Hey <@U015DRP62P7> and I have been having connecti...
# orm-help
a
Hey @Amit and I have been having connection pool issues (happens rarely).
Copy code
PrismaClientKnownRequestError: Timed out fetching a new connection from the connection pool. (More info: <http://pris.ly/d/connection-pool>, Current connection limit: 1)
This happened multiple times to different node processes on the same container. After closing and restarting the container this issue doesn’t reoccur.
p
hasn't worked for me even once since yesterday
very frustrating 😞
j
We have had similar experiences, also resolved by restarting the container(s). It is difficult to reproduce it though, so we cant be certain how to prevent it from happening though or how to debug it at the moment
r
@potatoxchip This should not happen with if using the Data Proxy. @Amit Goldfarb Could you share more about your setup i.e. where you have deployed your app and the Prisma version?
a
We are using prisma 3.2.0, we deployed on AWS ec2 instance.

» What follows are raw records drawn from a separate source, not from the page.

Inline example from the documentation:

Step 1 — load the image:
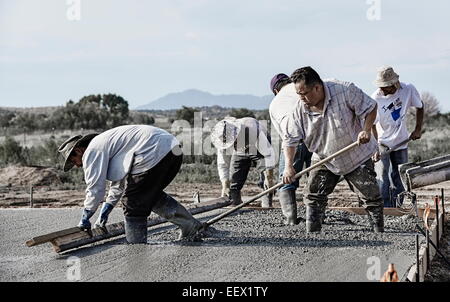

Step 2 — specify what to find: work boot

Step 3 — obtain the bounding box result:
[306,205,323,233]
[261,193,273,208]
[366,206,384,233]
[278,190,297,225]
[153,194,203,241]
[230,189,242,206]
[320,202,327,224]
[125,216,147,244]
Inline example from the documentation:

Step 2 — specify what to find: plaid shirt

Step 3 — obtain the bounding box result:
[281,80,377,175]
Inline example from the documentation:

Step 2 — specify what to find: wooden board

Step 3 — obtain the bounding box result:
[328,207,436,218]
[26,197,229,253]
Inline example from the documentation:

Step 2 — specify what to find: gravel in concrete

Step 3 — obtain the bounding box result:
[0,207,422,282]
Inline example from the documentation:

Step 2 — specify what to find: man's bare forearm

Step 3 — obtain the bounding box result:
[364,105,378,132]
[372,125,378,141]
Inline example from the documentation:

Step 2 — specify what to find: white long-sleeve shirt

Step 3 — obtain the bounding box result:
[82,125,179,211]
[217,117,276,181]
[269,83,300,137]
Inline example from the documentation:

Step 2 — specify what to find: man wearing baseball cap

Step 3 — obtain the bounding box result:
[58,125,203,243]
[372,66,424,207]
[211,117,276,208]
[269,73,312,225]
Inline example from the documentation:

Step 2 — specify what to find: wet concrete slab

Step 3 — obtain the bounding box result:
[0,208,422,282]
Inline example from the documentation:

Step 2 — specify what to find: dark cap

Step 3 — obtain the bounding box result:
[270,73,289,93]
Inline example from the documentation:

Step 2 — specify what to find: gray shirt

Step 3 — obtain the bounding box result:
[280,80,377,175]
[82,125,179,211]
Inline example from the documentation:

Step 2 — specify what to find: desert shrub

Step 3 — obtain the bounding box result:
[0,136,27,167]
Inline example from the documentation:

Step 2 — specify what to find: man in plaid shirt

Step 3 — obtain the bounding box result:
[281,67,384,232]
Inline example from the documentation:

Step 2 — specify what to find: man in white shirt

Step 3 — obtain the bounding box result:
[372,66,424,207]
[58,125,203,243]
[211,117,275,207]
[269,73,312,225]
[282,66,384,232]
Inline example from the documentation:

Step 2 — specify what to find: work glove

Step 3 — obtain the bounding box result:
[264,169,275,190]
[78,208,95,230]
[221,179,230,197]
[95,202,114,228]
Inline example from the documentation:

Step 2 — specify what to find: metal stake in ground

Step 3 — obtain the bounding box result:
[204,142,359,228]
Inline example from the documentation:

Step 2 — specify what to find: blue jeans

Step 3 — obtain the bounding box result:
[380,149,408,208]
[278,144,312,192]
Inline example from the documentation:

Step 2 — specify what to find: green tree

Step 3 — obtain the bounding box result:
[230,108,255,118]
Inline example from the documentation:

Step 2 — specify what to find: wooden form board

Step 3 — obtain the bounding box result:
[26,197,229,253]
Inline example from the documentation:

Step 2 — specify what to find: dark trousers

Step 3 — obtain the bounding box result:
[122,151,183,217]
[230,154,263,191]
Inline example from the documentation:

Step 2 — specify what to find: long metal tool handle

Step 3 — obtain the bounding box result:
[205,141,359,227]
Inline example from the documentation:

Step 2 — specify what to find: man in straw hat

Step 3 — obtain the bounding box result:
[211,117,275,207]
[58,125,203,243]
[269,73,312,225]
[372,66,424,207]
[281,66,384,232]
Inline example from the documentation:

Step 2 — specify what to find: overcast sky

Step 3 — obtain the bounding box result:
[0,0,450,112]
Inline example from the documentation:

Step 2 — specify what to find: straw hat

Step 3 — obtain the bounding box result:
[58,133,98,172]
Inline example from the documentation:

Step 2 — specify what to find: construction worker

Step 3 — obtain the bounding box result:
[372,66,424,207]
[269,73,312,225]
[58,125,202,243]
[281,66,384,232]
[211,117,276,208]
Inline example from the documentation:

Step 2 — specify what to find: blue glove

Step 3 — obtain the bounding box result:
[78,209,95,230]
[95,202,114,228]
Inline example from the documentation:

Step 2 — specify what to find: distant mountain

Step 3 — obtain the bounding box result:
[134,89,273,110]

We are running on this dockerImage -> node:12.22.1-buster-slim
a
Our gut feeling, which might not be accurate, is that there's some scenario where the connection is not returned to the connection pool. Does that makes sense? Is there a timeout on the connection pool such that connection is being taken back to the pool after said timeout?
j
@Amit we have a similar conclusion. We have autoscaling on our fargate tasks (docker like containers on aws). When one closes after scaling down again , it seems like the connections are not returned (hence our application is very slow)
a
Thanks @Jonathan, did you find some hack to mitigate it in the meantime? I'm thinking about something like - resetting the pool once in a while? It's annoying and brings me back to how we fixed memory leak in Ruby five years ago
j
Not yet, we disabled autoscaling for now and just add more resources to one container. We and plan on finding out how to reproduce / fix it but havent had time and resources yet
Its not ideal though, and it is a pretty big hazard for us to solve. I would be interested to see whether other users have solved this somehow
It seems that prisma disconnects on a SIGINT signal, so maybe your node process is not closed with this signal?
a
Is this still relevant with Napi?
j
I am not certain to be honest. maybe @Ryan knows?
prisma.$on('beforeExit', async () => { console.log('beforeExit hook') }) We are gonna add this debug statement to see if it does an exit after autoscaling sown
r
Ideally it should. Have you tried performing a disconnect on SIGINT and checking if that changes anything?
j
We only did one for SIGTERM since that is the message we get from the fargate task manager (container). I wasnt certain if SIGTERM => ‘node app.js’ then would also be recognized by prisma in some way. But perhaps not?
a
The thing with debugging this thing is that at least we (@Amit Goldfarb and I) aren't sure when it happens, so whatever we will try or did try to implement we said that it might've fixed it. It'll be way easier if we at least know the situation in which a connection is not returned to the pool
For us BTW it happened in the past also on a λ function. This was particularly bad because it was a function from our provisioned concurrency pool. In that case, we have verified with AWS support that indeed there was some intermittent network issue that might've caused it
j
One thing that helped us in some way, is to run
*select* * *from* pg_stat_activity
and check how many connections our prisma client could have at that moment to our database
a
That's a good idea, are you naming your connections?
j
I wasnt aware that is possible? I only count the nr of connections, and then after autoscale count rhem again. I notice that it is capped and cant grow afterwards
a
Interesting
t
Just had this happening. Really don't know how to debug it. Did you guys get any further? Had to destroy AWS ECS task and let is restart
a
@Timo just now saw your message. For our λ instances, we basically
exit 1
whenever we bump into something like that, this is very high level, of course it includes error handling and specific usecases, replays, etc. But the fastest way we have found to deal with it is just destroy the entire λ container and to restart it (done automatically)
t
Interesting, @Amit. Where do you catch the error?